From Ulster with optimism

Paddy Nixon has started as VC of the University of Canberra, moving from Ulster University

“I have been struck by the support and care our staff and students are showing for each other. Thank you for this and for wholeheartedly embracing the challenges we face. I can’t help but be excited about what we can achieve together,” he says. Jove, imagine his enthusiasm when he meets a campus full of people in person.

VET workforce surveyed

The estimable National Centre for Vocational Education Research has published the first profile of the VET workforce for a decade

Genevieve Knight, Ian White and Pip Granfield used survey data from early 2019 on numbers and qualifications.

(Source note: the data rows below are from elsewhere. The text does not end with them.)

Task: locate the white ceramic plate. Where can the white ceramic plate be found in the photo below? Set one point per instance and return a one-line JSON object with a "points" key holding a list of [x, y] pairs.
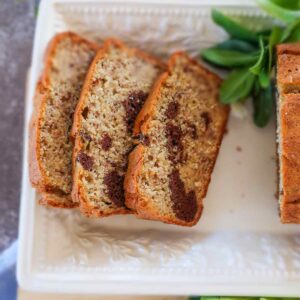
{"points": [[239, 246]]}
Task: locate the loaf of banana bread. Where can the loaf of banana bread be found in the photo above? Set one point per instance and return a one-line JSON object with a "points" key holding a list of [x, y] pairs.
{"points": [[116, 87], [180, 129], [288, 131], [67, 60]]}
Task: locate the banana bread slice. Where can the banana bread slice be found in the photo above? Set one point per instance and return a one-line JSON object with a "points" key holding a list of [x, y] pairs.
{"points": [[67, 60], [181, 127], [288, 131], [116, 87]]}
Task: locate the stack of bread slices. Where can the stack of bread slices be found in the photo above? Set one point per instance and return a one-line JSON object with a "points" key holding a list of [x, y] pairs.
{"points": [[117, 131]]}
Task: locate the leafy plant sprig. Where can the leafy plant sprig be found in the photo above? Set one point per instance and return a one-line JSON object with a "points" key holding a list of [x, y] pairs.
{"points": [[250, 56]]}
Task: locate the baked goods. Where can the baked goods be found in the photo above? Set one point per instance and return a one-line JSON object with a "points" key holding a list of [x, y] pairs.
{"points": [[288, 131], [180, 129], [116, 87], [67, 60]]}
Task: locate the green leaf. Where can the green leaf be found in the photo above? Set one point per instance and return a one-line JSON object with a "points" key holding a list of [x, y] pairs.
{"points": [[289, 4], [228, 58], [289, 30], [234, 29], [263, 104], [237, 45], [275, 38], [237, 86], [284, 14], [260, 63]]}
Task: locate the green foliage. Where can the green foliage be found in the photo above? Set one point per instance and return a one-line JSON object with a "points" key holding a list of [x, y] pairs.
{"points": [[250, 57]]}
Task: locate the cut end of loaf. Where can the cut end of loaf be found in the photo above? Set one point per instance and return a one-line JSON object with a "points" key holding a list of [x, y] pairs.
{"points": [[183, 123], [117, 86], [288, 131], [66, 63]]}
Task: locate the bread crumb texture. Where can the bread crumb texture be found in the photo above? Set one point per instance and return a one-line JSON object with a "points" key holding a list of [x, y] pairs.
{"points": [[117, 88], [184, 134], [68, 66]]}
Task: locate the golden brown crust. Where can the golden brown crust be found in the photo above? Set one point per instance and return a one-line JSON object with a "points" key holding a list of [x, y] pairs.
{"points": [[290, 158], [77, 189], [288, 64], [133, 197], [288, 81], [37, 176]]}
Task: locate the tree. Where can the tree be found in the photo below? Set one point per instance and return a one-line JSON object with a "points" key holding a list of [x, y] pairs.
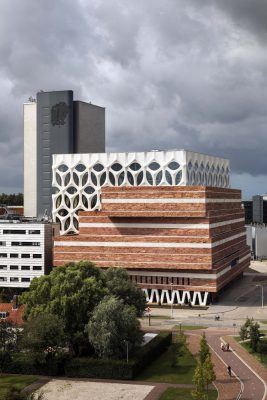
{"points": [[209, 373], [114, 328], [119, 285], [177, 348], [45, 334], [9, 333], [204, 350], [71, 292]]}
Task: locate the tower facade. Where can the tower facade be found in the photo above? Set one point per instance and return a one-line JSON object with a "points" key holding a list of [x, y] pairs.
{"points": [[55, 124]]}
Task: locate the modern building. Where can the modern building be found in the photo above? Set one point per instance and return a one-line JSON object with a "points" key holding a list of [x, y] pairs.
{"points": [[78, 178], [168, 217], [12, 312], [180, 244], [25, 251], [256, 210], [257, 240], [55, 123]]}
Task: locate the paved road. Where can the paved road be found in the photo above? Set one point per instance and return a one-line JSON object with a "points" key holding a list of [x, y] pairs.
{"points": [[254, 388]]}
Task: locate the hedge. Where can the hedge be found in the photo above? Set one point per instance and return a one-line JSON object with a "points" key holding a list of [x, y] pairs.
{"points": [[85, 367], [89, 367], [118, 369], [28, 364]]}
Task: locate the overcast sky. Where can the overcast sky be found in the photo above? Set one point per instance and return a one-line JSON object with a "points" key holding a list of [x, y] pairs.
{"points": [[188, 74]]}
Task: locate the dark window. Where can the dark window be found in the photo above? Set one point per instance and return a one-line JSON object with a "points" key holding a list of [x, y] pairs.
{"points": [[37, 255], [25, 243], [14, 255], [14, 231]]}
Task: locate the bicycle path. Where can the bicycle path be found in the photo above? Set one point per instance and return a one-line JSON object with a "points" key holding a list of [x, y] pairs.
{"points": [[251, 386]]}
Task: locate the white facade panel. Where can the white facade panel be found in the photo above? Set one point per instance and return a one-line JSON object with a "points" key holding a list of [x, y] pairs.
{"points": [[25, 249], [30, 136], [261, 241], [78, 178]]}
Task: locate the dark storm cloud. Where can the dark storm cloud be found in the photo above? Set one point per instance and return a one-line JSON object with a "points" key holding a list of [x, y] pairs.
{"points": [[171, 73]]}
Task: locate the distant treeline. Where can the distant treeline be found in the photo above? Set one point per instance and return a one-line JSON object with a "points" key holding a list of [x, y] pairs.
{"points": [[15, 199]]}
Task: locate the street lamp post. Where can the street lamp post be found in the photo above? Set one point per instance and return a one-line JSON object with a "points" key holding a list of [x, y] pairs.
{"points": [[127, 350], [261, 294], [171, 302]]}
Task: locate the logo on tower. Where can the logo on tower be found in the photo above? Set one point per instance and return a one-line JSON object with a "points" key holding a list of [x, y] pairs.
{"points": [[59, 113]]}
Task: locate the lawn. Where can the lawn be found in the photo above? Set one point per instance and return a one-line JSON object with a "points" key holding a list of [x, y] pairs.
{"points": [[161, 371], [183, 394], [18, 381]]}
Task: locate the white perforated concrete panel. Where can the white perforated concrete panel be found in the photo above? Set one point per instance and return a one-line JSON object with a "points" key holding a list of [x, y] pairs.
{"points": [[78, 178]]}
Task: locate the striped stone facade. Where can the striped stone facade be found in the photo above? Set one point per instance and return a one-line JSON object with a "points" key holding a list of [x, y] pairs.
{"points": [[180, 244]]}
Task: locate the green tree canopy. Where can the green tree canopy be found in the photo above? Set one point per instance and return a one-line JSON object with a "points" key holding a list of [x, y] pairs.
{"points": [[44, 333], [71, 292], [113, 327]]}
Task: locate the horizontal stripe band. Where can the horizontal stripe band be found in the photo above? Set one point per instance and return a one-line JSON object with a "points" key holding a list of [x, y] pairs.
{"points": [[150, 225], [147, 244], [167, 201]]}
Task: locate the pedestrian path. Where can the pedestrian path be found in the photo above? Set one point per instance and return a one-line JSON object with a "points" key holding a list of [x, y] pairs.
{"points": [[245, 380]]}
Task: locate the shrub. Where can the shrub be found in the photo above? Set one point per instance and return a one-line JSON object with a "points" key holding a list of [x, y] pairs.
{"points": [[119, 369], [262, 347], [30, 364], [98, 368]]}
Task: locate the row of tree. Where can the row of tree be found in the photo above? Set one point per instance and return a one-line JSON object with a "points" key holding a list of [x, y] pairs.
{"points": [[84, 308]]}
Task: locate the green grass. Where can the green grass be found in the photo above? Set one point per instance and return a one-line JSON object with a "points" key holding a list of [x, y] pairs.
{"points": [[190, 327], [161, 371], [157, 317], [183, 394], [18, 381]]}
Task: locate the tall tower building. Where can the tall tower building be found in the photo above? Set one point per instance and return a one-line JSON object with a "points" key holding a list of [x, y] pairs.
{"points": [[56, 124]]}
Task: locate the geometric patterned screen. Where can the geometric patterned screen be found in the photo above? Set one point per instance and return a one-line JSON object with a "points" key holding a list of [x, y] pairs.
{"points": [[78, 178]]}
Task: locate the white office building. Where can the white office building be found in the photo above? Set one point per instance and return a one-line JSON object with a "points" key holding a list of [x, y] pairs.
{"points": [[25, 251]]}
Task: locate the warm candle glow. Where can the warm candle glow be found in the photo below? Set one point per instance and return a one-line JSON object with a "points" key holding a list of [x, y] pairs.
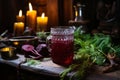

They found just under half the 71 000 trainers and assessors (29 per cent of the total work-force) were employed part-time.

In terms of qualifications in the field they teach, 89 per cent had a Certificate III or above, with most holding not much more for teaching.

The survey was taken before the July 2019 start of the required new Certificate IV in Training and Assessment but for the vast majority of trainers this would require an upgrade, with 93 per cent holding the old Certificate IV . The possibility of teaching-degrees being the norm in VET (CMM June 21 2018) is a long way off.